I then compared this with survey data which sampled open road speeds from selected sites around NZ
https://www.google.com/url?sa=t&rct=j&q=&esrc=s&source=web&cd=1&ved=0ahUKEwjhqtfn_rfbAhUoAsAKHa-4DmEQFggnMAA&url=https%3A%2F%2Fwww.transport.govt.nz%2Fassets%2FUploads%2FResearch%2FDocuments%2FMotor-Vehicle-Crashes-2016%2FCompliance-2016.xlsx&usg=AOvVaw1uoBBsBQgknliK5LwAKgiT

The visual clearly shows that NZ roads have become safer over the period for which data was available (2000-2016). There was a long term decrease in the serious injury rate up until 2013; however it appears to be trending up in 2015-2016. Open road speeds correlate with the long term decrease and it is plausible that decreasing speed has played a role in the falling injury rate. However, at only 6% the decline in speed has been modest so is unlikely to fully explain the much larger change in injury rate. The recent uptick in injuries also suggests that other factors are important.



In [127]:
import pandas as pd
import matplotlib.pyplot as plt
import seaborn as sns
import numpy as np

%matplotlib notebook

In [2]:
attitudes = pd.read_excel('Compliance-2016.xlsx', sheetname='open road speed', index_col=None)
attitudes.reset_index(inplace = True)
accidents = pd.read_csv('sioi-2000-16-machine-readable-csv.csv')

In [3]:
speed_mean = attitudes.iloc[17][6:23]
speed_85 = attitudes.iloc[38][6:23]
years = attitudes.iloc[2][6:23]

In [5]:
# Serious is fatal & non-fatal combined but doesn't include preliminary 2016 data
# Filtering to explore the dataset

crashes= accidents[(accidents['Units']== 'Per 100,000 people') 
                    & (accidents['Cause'] == 'Motor vehicle traffic crashes')
                    & (accidents['Type']== 'Single year')
                    & (accidents['Validation']== 'Validated')
                    & (accidents['Population']== 'Whole pop')]

In [7]:
fatal = accidents[accidents['Series_reference'] == 'W_M16']
serious_nf = crashes[crashes['Series_reference'] == 'W_M02'] # excludes fatal
serious_total = np.array(fatal['Data_value']) + np.array(serious_nf['Data_value'])


In [8]:
# Need to make right-hand axis
# Consider sourcing the police per capita stats?

In [165]:
injuryChange = (serious_total.max()-serious_total.min())*100/serious_total.max()
speedChange = (speed_mean.max()-speed_mean.min())*100/speed_mean.max()

In [203]:
years = fatal['Period']


fig, ax1 = plt.subplots()
plt.title('Serious motor vehicle injuries in New Zealand:\nAre trends explained by speed?')
plt.xticks(rotation=90)
ax1.spines['top'].set_visible(False)

ax2 = ax1.twinx()
speed_mean.plot(color='firebrick')
ax2.set_ylabel('Mean open road speed (km/h)', color = 'firebrick', weight='bold')
plt.xticks(rotation=90)

#ax1.scatter(x=serious_nf['Period'], y=serious_nf['Data_value'], s=fatal['Data_value']*20, )
ax1.bar(x=years[0:17], height=serious_total[0:17], color='steelblue', alpha=0.7)
#ax1.errorbar(yerr=)

ax1.set_ylabel('Serious injuries (per 100,000)', color='steelblue', weight='bold')
ax1.set_xlabel('year')
#plt.ylim(0,120)

ax1.spines['top'].set_visible(False)
ax2.spines['top'].set_visible(False)

for t in ax1.yaxis.get_ticklabels(): t.set_color('steelblue')
for t in ax2.yaxis.get_ticklabels(): t.set_color('firebrick')

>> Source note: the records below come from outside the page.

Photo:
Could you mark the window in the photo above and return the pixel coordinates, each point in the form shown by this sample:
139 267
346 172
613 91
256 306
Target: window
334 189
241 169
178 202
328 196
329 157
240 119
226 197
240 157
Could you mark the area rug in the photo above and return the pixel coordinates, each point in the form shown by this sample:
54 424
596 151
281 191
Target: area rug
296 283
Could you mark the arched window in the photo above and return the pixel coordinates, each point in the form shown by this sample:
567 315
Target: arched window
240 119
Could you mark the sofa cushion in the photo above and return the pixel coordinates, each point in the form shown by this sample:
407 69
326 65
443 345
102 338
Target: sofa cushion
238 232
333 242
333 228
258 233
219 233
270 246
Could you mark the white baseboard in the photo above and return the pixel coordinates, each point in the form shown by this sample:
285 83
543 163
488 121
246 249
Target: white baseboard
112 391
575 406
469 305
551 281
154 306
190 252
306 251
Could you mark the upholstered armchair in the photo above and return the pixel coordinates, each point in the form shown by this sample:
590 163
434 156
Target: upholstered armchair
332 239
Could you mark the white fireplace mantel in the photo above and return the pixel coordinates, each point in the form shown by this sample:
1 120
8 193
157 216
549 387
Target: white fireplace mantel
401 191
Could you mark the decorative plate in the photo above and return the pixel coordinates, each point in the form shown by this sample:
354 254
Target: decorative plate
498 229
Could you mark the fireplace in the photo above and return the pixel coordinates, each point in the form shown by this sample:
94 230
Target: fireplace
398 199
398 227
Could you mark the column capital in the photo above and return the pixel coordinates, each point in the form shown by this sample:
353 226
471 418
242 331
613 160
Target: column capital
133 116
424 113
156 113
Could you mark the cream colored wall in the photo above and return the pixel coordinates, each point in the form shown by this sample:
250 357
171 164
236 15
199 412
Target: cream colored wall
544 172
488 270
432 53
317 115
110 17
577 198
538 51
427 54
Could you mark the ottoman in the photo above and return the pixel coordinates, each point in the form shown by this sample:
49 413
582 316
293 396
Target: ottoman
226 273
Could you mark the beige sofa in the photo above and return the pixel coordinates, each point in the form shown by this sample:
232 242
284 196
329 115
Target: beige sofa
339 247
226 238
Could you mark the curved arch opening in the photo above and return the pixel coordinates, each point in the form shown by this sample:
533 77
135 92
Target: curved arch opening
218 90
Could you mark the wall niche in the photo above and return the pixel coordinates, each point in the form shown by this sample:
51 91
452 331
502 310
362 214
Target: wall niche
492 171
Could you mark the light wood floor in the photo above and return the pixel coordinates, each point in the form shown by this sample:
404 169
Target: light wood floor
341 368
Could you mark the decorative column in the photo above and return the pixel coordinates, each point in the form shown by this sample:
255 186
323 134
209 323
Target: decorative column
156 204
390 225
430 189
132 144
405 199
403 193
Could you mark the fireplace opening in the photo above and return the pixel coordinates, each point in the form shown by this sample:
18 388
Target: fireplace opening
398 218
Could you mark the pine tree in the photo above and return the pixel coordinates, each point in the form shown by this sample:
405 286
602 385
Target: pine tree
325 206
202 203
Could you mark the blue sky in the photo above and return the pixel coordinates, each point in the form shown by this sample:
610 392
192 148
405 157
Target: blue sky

ax1.text(10, 54, '%1.0f%% fall in speed' %speedChange, fontsize=9, color='firebrick', alpha=1)
ax1.text(8.4, 45, '%1.0f%% drop in injuries 2000-2012,\n           followed by increase'%injuryChange, fontsize=9, color='steelblue', alpha=1)

plt.xlim(-1, 17)
plt.ylim(0,110)

plt.savefig('RoadInjuries.png', dpi=600)
plt.show()

<IPython.core.display.Javascript object>